The Second Commandment goes to the heart of our relationship with our
Creator. What is the proper way to worship
the only true God?
"You shall not make for yourself a carved image, or any likeness of
anything that is in heaven above, or that is in the earth beneath, or
that is in the water under the earth; you shall not bow down to them
nor serve them. For I, the LORD your God, am a jealous God, visiting
the iniquity of the fathers on the children to the third and fourth
generations of those who hate Me, but showing mercy to thousands, to
those who love Me and keep My commandments" (Exodus 20:4-6).
The Second Commandment goes to the heart of our relationship with our
Creator. It deals with several crucial questions: How do we perceive
God? How do we explain Him to ourselves and to others? Idols are representations
of false, nonexistent gods, but may we use pictures or other images
that represent the true God? Above all, what is the proper way to worship
the only true God?
In the First Commandment we learned that it is wrong to allow any created
thing, including a human being, to become more important to us than
our Creator. The Second Commandment differs from the First in that it
explains that, in our worship, we must not reduce God to a likeness
of a physical object. Doing so is unquestionably unacceptable to God.

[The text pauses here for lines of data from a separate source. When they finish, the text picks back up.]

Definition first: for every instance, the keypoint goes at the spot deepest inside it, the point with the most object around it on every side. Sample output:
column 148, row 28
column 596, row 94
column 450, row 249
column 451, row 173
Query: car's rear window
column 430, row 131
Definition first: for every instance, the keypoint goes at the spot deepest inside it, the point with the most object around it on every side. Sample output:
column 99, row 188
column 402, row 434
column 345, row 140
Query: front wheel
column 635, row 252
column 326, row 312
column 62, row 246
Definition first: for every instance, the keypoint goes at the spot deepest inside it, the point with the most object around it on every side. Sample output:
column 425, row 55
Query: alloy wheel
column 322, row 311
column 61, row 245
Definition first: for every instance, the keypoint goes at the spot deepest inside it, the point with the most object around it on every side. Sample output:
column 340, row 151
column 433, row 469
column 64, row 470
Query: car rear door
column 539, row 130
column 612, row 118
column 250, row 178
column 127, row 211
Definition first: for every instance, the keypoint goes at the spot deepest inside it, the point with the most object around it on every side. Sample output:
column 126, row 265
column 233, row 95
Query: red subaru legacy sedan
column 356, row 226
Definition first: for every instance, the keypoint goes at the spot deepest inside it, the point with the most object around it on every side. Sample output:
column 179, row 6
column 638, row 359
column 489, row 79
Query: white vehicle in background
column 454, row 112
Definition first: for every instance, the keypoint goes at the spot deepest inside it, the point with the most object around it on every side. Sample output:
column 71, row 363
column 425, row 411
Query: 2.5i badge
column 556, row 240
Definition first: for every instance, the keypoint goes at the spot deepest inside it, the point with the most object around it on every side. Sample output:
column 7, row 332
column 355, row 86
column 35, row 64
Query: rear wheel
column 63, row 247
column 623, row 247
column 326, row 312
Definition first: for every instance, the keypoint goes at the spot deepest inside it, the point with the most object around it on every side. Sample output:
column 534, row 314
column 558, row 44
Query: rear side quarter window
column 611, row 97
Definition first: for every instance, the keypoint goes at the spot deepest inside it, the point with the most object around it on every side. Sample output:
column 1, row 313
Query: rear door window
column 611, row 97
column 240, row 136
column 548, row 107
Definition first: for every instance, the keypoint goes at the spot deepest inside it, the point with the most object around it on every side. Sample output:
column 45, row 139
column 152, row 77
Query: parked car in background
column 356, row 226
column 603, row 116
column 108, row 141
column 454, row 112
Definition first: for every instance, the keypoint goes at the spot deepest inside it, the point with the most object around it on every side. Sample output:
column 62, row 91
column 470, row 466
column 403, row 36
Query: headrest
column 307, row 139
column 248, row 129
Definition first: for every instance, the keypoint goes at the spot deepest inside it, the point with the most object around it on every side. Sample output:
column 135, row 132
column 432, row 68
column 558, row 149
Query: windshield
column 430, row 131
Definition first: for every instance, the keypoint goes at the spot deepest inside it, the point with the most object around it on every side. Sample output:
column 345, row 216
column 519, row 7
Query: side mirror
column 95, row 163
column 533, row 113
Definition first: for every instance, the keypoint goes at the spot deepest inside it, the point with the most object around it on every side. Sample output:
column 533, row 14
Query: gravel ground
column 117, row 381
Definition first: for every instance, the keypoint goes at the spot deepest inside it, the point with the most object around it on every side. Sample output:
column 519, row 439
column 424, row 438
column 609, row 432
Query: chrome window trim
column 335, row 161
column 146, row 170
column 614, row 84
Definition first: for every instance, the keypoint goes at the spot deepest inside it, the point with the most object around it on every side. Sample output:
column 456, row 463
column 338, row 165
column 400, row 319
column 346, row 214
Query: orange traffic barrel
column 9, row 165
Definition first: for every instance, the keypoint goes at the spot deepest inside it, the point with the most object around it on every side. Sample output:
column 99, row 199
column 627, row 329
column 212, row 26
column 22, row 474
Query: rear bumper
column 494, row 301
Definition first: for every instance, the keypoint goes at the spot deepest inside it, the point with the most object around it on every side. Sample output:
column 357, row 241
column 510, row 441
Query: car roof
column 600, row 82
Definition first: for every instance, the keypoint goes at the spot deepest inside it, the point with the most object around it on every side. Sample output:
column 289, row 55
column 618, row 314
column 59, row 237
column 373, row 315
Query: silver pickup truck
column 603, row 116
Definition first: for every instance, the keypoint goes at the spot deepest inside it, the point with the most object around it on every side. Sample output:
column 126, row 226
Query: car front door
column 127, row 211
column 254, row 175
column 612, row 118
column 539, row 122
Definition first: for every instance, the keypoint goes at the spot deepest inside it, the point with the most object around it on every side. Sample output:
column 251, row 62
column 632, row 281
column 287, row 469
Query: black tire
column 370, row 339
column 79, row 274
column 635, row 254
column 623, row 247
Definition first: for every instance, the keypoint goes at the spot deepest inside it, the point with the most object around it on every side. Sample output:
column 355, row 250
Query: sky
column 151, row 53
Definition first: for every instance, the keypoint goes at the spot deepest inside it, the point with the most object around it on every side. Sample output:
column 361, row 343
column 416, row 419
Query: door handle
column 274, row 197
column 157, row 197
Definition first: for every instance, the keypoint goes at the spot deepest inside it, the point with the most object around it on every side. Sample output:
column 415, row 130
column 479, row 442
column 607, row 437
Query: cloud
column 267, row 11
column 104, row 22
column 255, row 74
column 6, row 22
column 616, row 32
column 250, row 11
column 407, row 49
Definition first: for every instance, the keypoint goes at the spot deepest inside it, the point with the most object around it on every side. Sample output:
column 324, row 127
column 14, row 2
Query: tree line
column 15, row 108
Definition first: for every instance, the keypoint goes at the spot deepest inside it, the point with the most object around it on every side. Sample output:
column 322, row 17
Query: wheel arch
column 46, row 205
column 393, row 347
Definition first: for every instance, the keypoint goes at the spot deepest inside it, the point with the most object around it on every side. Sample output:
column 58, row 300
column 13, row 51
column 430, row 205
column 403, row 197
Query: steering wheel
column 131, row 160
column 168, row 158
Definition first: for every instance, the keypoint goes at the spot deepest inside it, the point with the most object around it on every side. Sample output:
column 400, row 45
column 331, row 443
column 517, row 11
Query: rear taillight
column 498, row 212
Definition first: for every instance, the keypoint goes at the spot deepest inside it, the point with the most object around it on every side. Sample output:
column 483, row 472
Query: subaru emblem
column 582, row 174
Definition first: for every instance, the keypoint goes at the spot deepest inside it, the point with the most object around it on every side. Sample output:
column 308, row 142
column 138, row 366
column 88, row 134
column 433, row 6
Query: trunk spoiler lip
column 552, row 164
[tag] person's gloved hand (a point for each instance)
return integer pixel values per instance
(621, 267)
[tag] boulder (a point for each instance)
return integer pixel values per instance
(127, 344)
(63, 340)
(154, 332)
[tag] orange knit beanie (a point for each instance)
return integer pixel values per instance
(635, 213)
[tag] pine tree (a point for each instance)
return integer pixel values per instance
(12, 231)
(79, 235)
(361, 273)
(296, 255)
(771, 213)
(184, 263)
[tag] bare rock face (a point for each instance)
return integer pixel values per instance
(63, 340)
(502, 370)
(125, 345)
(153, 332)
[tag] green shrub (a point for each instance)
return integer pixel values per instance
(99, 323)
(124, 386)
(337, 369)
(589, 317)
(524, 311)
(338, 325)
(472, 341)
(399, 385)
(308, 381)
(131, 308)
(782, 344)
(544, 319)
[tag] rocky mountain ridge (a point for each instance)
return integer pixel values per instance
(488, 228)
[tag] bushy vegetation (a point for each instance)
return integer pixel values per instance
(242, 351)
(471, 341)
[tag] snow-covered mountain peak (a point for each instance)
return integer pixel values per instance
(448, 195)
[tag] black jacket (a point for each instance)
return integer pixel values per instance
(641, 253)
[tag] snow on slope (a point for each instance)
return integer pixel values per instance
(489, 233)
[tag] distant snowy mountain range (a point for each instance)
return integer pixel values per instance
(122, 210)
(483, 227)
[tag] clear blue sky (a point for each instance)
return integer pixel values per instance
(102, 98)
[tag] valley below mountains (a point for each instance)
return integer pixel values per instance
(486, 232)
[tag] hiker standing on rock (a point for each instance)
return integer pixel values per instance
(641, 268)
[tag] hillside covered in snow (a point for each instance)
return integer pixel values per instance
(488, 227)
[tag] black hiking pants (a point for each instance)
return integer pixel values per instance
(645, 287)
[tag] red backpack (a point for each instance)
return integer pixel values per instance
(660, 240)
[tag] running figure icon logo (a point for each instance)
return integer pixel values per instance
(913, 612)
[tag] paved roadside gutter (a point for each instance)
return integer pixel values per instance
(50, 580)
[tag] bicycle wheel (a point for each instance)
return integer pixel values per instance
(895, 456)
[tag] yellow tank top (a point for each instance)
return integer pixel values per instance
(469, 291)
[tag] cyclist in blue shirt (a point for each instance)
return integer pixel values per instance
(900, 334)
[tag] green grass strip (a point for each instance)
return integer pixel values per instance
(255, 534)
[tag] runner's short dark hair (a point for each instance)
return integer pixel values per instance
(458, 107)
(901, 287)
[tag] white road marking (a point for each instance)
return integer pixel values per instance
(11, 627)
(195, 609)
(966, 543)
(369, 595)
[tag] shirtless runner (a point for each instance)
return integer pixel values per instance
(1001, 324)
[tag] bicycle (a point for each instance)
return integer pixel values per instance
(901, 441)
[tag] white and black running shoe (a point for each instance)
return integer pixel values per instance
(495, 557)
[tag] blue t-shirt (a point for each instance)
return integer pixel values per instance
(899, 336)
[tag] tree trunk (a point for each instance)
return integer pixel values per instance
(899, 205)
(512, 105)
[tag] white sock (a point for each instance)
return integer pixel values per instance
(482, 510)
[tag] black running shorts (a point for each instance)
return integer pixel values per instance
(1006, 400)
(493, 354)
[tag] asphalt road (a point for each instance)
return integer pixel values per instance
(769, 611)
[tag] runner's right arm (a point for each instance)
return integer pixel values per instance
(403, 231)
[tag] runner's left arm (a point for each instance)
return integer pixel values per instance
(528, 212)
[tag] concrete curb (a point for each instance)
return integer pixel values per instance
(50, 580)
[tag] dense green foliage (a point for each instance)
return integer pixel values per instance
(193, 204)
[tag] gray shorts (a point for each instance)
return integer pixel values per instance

This Second Commandment explicitly forbids the use of any type of inanimate
or lifeless imagery-"any likeness of anything that is in heaven
above, or that is in the earth beneath," in the worship of the living
God.
Yet God did create on earth a likeness of Himself-in humans.
He specifically tells us that He "created man in His own image; in the
image of God He created him; male and female He created them" (Genesis 1:27).